Between 2020 and 2022, Gorman played two seasons for the Toreros. She was named an All-Academic honorable mention selection as a junior and averaged 8.9 points per game. As a senior, she was named WCC All-Academic honorable mention and averaged 10.5 points in 31.6 minutes per game. She surpassed 1,000 career points for her collegiate career. She majored in psychology.

==Professional career==
In June 2022, Gorman signed with the Ballarat Miners of the NBL1 South for the rest of the 2022 season. In 13 games, she averaged 11.9 points, 4.2 rebounds, 2.5 assists and 2.5 steals per game.

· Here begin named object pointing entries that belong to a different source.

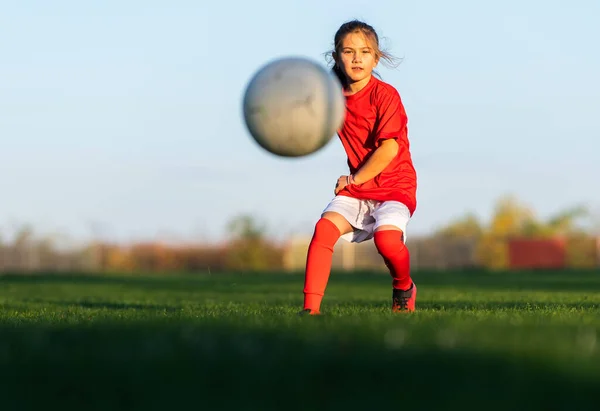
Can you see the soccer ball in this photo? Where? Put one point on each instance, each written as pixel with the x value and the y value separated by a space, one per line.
pixel 293 107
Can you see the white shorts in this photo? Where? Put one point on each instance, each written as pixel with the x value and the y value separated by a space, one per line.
pixel 366 215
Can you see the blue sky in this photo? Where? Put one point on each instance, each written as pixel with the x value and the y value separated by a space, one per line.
pixel 122 119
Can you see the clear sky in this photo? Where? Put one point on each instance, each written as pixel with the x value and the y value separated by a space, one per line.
pixel 122 119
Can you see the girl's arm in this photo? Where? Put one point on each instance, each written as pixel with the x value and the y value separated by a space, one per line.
pixel 378 161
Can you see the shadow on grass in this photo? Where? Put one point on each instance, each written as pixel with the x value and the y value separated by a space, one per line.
pixel 213 366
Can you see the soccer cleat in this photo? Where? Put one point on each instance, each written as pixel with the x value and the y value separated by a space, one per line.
pixel 404 301
pixel 308 312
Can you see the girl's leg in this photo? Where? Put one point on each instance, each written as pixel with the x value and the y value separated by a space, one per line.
pixel 392 218
pixel 390 244
pixel 328 230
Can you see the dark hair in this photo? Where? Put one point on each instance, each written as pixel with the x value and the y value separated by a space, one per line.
pixel 356 26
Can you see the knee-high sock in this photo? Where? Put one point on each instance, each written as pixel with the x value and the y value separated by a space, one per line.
pixel 318 263
pixel 391 246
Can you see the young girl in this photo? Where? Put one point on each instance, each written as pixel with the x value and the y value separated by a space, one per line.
pixel 378 197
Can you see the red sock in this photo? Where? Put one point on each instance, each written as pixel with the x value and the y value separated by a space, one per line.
pixel 395 254
pixel 318 263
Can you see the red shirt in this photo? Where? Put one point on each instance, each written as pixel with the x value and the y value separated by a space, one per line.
pixel 374 114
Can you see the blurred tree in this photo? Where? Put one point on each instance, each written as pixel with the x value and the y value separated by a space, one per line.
pixel 249 248
pixel 467 226
pixel 510 218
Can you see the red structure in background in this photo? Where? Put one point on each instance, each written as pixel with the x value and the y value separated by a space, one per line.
pixel 532 253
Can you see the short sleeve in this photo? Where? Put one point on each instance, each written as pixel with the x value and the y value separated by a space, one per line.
pixel 391 117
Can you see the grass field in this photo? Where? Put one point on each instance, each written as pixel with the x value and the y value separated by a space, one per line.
pixel 478 341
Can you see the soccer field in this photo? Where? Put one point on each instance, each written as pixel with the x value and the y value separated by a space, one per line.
pixel 227 341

Gorman joined the Cockburn Cougars of the NBL1 West for the 2023 season. She helped the Cougars finish the regular season in first place with an 18–2 record and helped the team reach their first ever grand final. In the grand final, Gorman scored a team-high 19 points with five 3-pointers in leading the Cougars to the NBL1 West championship with a 68–61 win over the Willetton Tigers. She was subsequently named grand final MVP. For the season, she was named the league's Defensive Player of the Year, having proved herself a tremendous on-ball lockdown defender. In 23 games, she averaged 15.5 points, 4.6 rebounds, 3.3 assists and 2.5 steals per game.

On 7 June 2023, Gorman signed with the Perth Lynx of the Women's National Basketball League (WNBL) for the 2023–24 season. She was considered a defensive specialist. In mid November, she suffered a strained ligament in her foot. There were initial fears that she could be ruled out for the remainder of the season, but she returned in early December. She helped the Lynx reach the WNBL grand final series, where they lost 2–1 to the Southside Flyers. In 22 games, she averaged 4.1 points, 2.1 rebounds and 1.1 assists per game.

Gorman returned to the Cougars for the 2024 NBL1 West season. She was named the league's Youth Player of the Year along with All-Defensive Team and All-Youth Team. She helped the team return to the NBL1 West grand final, where they lost 97–81 to the Rockingham Flames. Gorman scored 10 points.

On 16 August 2024, Gorman re-signed with the Lynx for the 2024–25 WNBL season. She stepped up in the absence of injured co-captain Amy Atwell early in the season to become one of the WNBL's most damaging three-point shooters while retaining her defensive reputation. On 7 February 2025, she had her the biggest game of her career, recording 19 points with five 3-pointers as well as nine rebounds, five assists and two steals in a 95–77 win over Geelong United.

Gorman re-joined the Cougars for the 2025 NBL1 West season. She was named NBL1 West Defensive Player of the Year for the second time in three years and earned NBL1 West All-Defensive Team honours for the second straight year. She was also named to the All-NBL1 West Second Team. She helped the team reach the NBL1 West Grand Final, where they defeated the Warwick Senators 91–71 to win the championship, with Gorman scoring 12 points.

On 20 June 2025, Gorman re-signed with the Lynx for the 2025–26 WNBL season. She missed the start of the season due to a back injury. After being managed through a back injury all season, Gorman was rested for the Lynx's final regular season game. She helped the Lynx reach the WNBL grand final series, where they lost 2–0 to the Townsville Fire.

Gorman recommitted to the Cougars for the 2026 NBL1 West season, but was replaced early in the season due to injury. She did not appear in a game for the Cougars in 2026.

On 19 May 2026, Gorman re-signed with the Lynx for the 2026–27 WNBL season.

==Personal life==
Gorman is the daughter of Brendan and Rachel Gorman. She has two younger sisters.